Michael Fishbane

Michael Fishbane is the Nathan Cummings Professor of Jewish Studies at the University of Chicago, and was for many years Chair of its Committee on Jewish Studies.  He is the author or editor of over 20 books and hundreds of articles in scholarly journals and encyclopedias.  His areas of research include Biblical Studies, medieval Jewish Bible commentaries and thought, Jewish spirituality, and modern Jewish thought.  Among his many works are Biblical Interpretation in Ancient Israel; Garments of Torah. Essays in Biblical Hermeneutics; The Kiss of God: Spiritual Death and Dying in Judaism; and The Exegetical Imagination. Jewish Thought and Theology.  His more recent books include Haftarot (A commentary on the prophetic lectionaries for Sabbaths and Festivals); Biblical Myth and Rabbinic Mythmaking;and Sacred Attunement. A Jewish Theology (2008). He is presently completing a comprehensive, multi-level commentary on the Song of Songs, utilizing the entire range of commentaries from antiquity to the present.
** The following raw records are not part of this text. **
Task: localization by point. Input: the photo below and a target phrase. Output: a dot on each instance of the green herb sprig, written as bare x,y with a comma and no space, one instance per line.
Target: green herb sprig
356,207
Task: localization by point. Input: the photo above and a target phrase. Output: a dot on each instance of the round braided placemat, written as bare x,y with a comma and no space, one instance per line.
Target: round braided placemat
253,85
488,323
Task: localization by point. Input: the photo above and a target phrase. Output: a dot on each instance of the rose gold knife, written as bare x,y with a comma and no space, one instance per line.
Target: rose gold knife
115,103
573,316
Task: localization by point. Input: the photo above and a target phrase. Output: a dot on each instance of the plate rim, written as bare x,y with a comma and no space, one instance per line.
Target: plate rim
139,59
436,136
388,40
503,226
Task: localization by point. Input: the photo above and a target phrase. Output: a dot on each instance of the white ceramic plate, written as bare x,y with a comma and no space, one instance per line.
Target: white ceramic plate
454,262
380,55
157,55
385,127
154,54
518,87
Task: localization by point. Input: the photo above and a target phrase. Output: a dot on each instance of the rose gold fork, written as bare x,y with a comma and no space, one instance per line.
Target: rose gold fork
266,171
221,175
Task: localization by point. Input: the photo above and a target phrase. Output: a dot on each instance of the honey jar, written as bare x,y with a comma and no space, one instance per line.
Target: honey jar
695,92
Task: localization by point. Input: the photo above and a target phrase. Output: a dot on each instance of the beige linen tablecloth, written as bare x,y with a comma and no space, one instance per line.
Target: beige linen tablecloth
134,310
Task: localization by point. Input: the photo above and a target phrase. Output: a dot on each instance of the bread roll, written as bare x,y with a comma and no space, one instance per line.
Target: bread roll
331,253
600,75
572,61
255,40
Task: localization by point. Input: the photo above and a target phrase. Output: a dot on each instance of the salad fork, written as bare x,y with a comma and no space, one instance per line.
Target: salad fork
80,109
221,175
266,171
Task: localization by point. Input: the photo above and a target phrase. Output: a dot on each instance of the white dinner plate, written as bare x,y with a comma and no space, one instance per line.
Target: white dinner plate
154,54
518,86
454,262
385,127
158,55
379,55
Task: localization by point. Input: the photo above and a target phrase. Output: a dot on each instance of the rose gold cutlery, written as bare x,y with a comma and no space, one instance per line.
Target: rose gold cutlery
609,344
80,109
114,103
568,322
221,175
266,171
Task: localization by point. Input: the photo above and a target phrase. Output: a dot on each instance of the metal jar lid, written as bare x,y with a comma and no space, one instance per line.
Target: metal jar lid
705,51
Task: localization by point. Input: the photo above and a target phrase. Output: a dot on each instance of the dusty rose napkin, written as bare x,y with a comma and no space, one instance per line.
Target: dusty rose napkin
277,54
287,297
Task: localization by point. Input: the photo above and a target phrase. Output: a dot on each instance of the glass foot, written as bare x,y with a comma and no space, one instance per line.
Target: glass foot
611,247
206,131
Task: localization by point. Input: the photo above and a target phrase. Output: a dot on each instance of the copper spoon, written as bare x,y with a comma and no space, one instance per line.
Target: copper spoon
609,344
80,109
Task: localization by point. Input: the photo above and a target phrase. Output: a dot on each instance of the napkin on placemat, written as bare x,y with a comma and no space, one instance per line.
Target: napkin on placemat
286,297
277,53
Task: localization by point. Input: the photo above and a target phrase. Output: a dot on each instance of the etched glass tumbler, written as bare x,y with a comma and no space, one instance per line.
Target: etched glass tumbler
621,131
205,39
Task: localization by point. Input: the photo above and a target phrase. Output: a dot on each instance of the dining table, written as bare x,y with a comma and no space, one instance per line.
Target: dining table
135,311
Recipient of many scholarly awards, Fishbane has been a Guggenheim Fellow, and three times a fellow of the Institute for Advanced Studies at the Hebrew University.  He is also a fellow of the American Academy for Jewish Research.  An article on Fishbane’s work and intellectual contributions appears in the Encyclopedia Judaica (2nd ed.).  In 2005 he received a Lifetime Achievement Award for Contributions to Jewish Scholarship from the National Foundation for Jewish Culture.  Fishbane has been a visiting professor at many universities in the United States and abroad, including Harvard, Stanford, and Princeton in the U.S., and the Hebrew University of Jerusalem in Israel. 

Biblical Hermeneutics and Philosophical Theology: Thoughts Toward a Jewish Model -- With Textual Examples

My paper will propose a new model that correlates traditional Jewish Bible interpretation with philosophical theology. Specifically, Part 1 will develop this model in theoretical terms, using the Four-fold method of Jewish scriptural exegesis called PaRDeS. Part 2 will exemplify this model in practical terms, using a passage from the Song of Songs. Part 3 will extend the prior discussion (theory plus examples) towards a philosophical ontology of Tradition.